At the end of the day, we were practically forced into this extreme measure by the Commission’s indifference and perfunctory attitude towards Parliament, because – and I want to mention this – this is not an impromptu move. For more than a year, there have been hundreds of questions and a large body of parliamentary work behind this extreme move. In any case, we expected the Commission to act less like Pontius Pilate; this is what we expected and, I believe, what we deserved since, after all, we are the only institution that has genuine popular legitimacy.
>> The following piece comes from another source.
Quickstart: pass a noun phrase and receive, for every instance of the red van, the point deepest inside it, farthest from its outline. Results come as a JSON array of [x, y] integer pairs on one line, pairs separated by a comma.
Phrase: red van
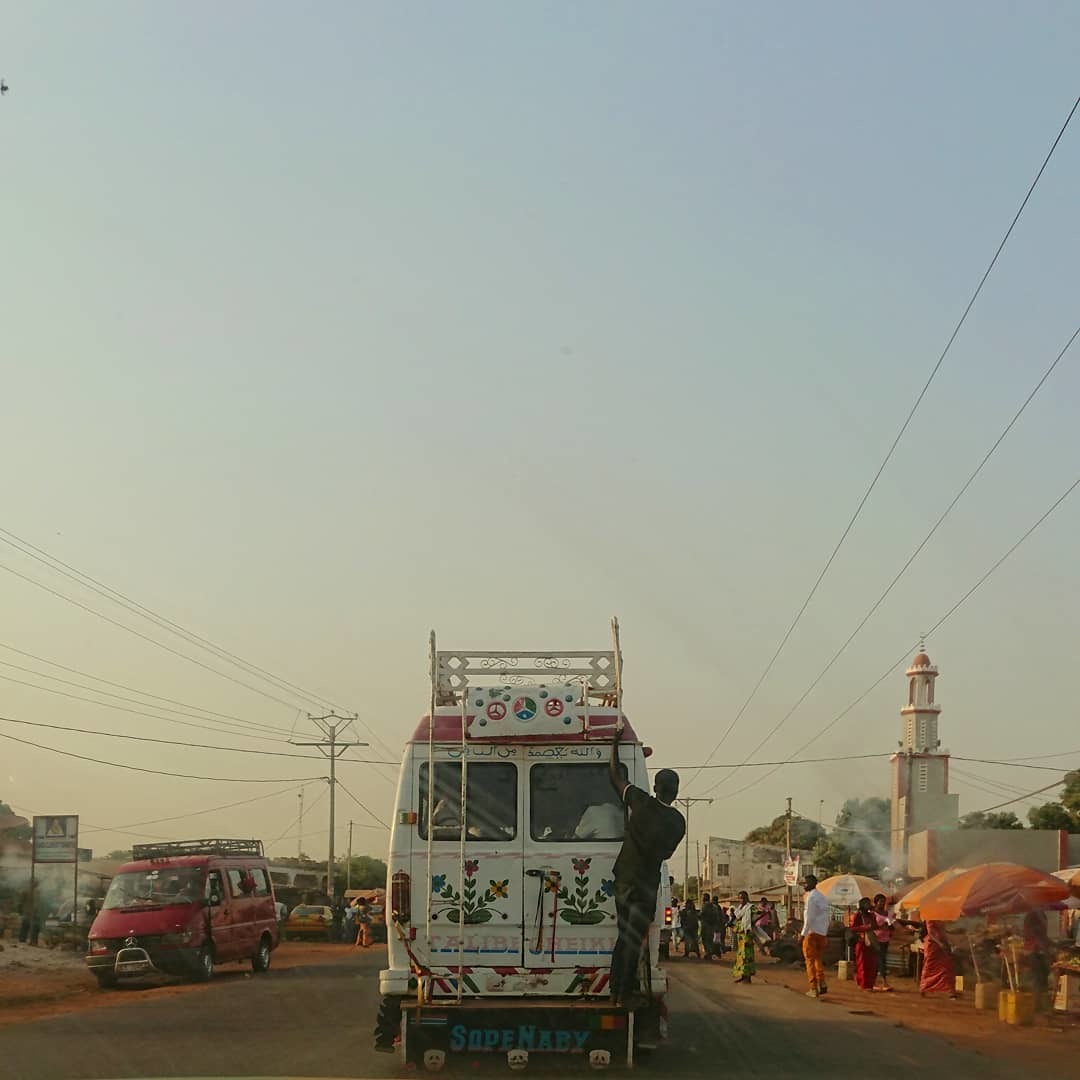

I do not want to go back over the many questions to which adequate responses were not given, or the good proposals stated by the Commission for the future. Once again, however, I would like to comment on the organisation involved, that is to say Eurostat
It is worth remembering that Eurostat
does not deal with generating interesting and harmless statistics. Eurostat
is an institution which, through its surveying and statistical work, is in fact the guarantor of the Stability and Growth Pact: it monitors the application of the Maastricht criteria. It is, therefore, involved in setting out the economic and financial policies of the Member States and, indeed, in making Member States adopt strict policies that often entail budget and welfare cutbacks. It is, therefore, an institution that has a monitoring role, and its impartiality and authoritativeness must not be even slightly scarred by the doubts and suspicions that hang over Eurostat today.
I am, therefore, sorry, Commissioner Reding, but the Eurostat affair cannot be crossed off as a deplorable exception. We realise that the affair is embarrassing, it is for me too, but I believe it is the citizens that are calling for this not to be tolerated, the same people whom we are asking to make sacrifices in the name of the Stability and Growth Pact.